Marx explained that construction projects handled by NYPL on a “pass-through” basis – that is, projects where the construction process is managed by NYPL rather than NYC Department of Design and Construction – allowed them to complete projects at half the cost and in half the time. Because projects handled in this way are less transparent, it is difficult to verify this assertion. CSNYPL believes that public funds need to be approved and accounted for publicly. Any scheme that keeps these expenditures from open public scrutiny should be avoided.
During the meeting, Trustee Robert Liberman reported on capital planning projects. Liberman stated the $18 million renovation of Schomburg Center would be done on a pass-through basis and that the new library at the former Donnell site on 53rd Street would start in the fall and be completed at the end of 2015. He mentioned a renovation project at the Woodstock Branch for $9.7 million and another in Rossville, Staten Island for $10.7 million.
Jonathan Bowes presented a summary of the Center for Urban Future’s report on re-imagining branch libraries. CSNYPL will release a detailed response to this report soon.
The board welcomed four new executive officers: Iris Weinshall was named Chief Operating Officer, Christopher Platt as Vice President of Public Services, Carrie Welch as Chief External Relations Officer, and Ryan Cairns as Vice President of Development.
The sale of SIBL was never raised during the meeting. Also unmentioned was the fate of the seven-floors of stacks below the 42nd Street library, which are currently empty following the removal of books in anticipation of the stacks demolition (thankfully thwarted by the efforts of New Yorkers, CSNYPL, and its allies).
CSNYPL believes that a portion of the $151 million in New York City taxpayer funds should be spent to update the climate controls in the stacks of the 42nd Street library. The long promised second-floor Bryant Park Stack Extension (BPSE) has not been started and there was no word of progress towards its realization. Relying on BPSE alone to store the library’s collections does not adequately meet the future needs of New York City’s largest research library, and leaving the stacks empty for want of new air-conditioning and fire suppression systems cannot be a long-term solution.
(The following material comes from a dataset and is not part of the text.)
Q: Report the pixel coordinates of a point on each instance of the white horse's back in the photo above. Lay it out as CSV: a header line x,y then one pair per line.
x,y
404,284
Disconcertingly, the NYPL has been slow to address the urgent condition of the Rose Reading Room’s ceiling after a plaster rosette fell in May, forcing the closure of library’s largest reading room. According to Liberman, the library is close to signing a contract for scaffolding that will enable experts to examine the condition of the ceiling, but they are not yet ready to begin repairs that will return this crucial facility to public use.
Meanwhile, visitors to the library must use rooms in the second-floor corridor for accessing materials. Many of these rooms suffer from poor lighting, making reading difficult, and many readers report longer than normal retrieval times. NYPL has devised a system to deliver books to readers scattered around the library while the Rose Reading room and its elegant retrieval system are closed. They claimed books are delivered within 45 minutes and said they might make this a permanent feature of the library. When the stacks were being used books were often delivered in 15 minutes.